Man sei nun eine Modellregion für nachhaltiges Leben und Wirtschaften. Wöchentlich wird die UBE von ausländischen Delegationen besucht. «Dies liegt vor allem an unserer Entstehungsgeschichte», sagt Schnider. Heute sei der demokratische Akzeptanznachweis zwingende Voraussetzung der Unesco für die Gründung einer Biosphäre. Weltweit gibt es rund 700 Biosphärenreservate.

Theo Schnider trägt seit September 2018 zwei Hüte. So ist er auch noch Verwaltungsratspräsident der Bergbahnen Sörenberg, wo ihn derzeit vor allem der Ersatz der Bahn aufs Rothorn fordert. «Alle Entlebucher Bergbahnen sind wichtige Bestandteile der UBE.» Es sei gelungen, mehr Gäste im Sommer anzusprechen und die Erlebniswelt Mooraculum oder den Bike-Flowtrail in Marbach zu profilieren. Schnider will das Berggebiet bei Familien noch beliebter machen, wie er letzte Woche am Saisonstartanlass auf der Rossweid zu seiner «Mannschaft» sagte.

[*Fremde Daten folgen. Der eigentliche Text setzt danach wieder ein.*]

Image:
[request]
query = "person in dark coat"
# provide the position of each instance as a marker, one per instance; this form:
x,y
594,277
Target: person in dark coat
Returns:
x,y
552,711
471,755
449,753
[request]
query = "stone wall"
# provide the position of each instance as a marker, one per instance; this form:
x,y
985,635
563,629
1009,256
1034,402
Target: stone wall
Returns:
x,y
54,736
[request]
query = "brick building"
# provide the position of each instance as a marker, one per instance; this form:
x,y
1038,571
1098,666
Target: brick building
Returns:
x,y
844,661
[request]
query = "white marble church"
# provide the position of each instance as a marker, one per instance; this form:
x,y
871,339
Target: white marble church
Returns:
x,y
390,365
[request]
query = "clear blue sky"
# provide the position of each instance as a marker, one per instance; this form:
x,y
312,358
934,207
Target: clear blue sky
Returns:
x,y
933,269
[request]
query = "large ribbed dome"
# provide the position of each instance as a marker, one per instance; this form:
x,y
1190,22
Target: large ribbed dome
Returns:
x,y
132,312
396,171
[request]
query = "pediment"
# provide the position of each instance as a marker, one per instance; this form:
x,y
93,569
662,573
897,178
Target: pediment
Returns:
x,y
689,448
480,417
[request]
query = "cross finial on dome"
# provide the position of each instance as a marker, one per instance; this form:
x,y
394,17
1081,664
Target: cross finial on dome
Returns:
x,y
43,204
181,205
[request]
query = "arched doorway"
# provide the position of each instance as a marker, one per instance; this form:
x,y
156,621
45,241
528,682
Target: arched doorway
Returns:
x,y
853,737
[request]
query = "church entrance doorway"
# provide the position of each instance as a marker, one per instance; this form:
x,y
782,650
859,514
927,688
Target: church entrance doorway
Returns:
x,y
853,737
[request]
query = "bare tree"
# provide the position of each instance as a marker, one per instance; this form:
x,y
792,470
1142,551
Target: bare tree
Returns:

Im Bildungs- und Kulturbereich noch aktiver werden

Auch für die Biosphäre sieht der 62-Jährige noch viel Potenzial. So will er im Bildungs- und Kulturbereich noch aktiver sein. Ausserdem sagt er: «Das Entlebuch ist eine musikalische Hochburg. Das könnte man touristisch noch besser nutzen.» Obwohl er voller Tatendrang ist, will Schnider nun bald seine Nachfolgeregelung angehen.

Theo Schnider hat fast seine ganze berufliche Laufbahn im Entlebuch verbracht. Eigentlich wollte er Polizist werden. Der frühe Tod der Mutter hat aber dazu geführt, dass er damals im Tal blieb und half, zu den jüngeren Geschwistern zu schauen. Nach einer kaufmännischen Ausbildung kam er zum Tourismus und absolvierte unzählige Aus- und Weiterbildungen. Auch vier Jahrzehnte später meint er: «Es ist die schönste Branche der Welt. Für Gäste eine Dienstleistung zu erbringen, ist eine enorm dankbare Aufgabe.»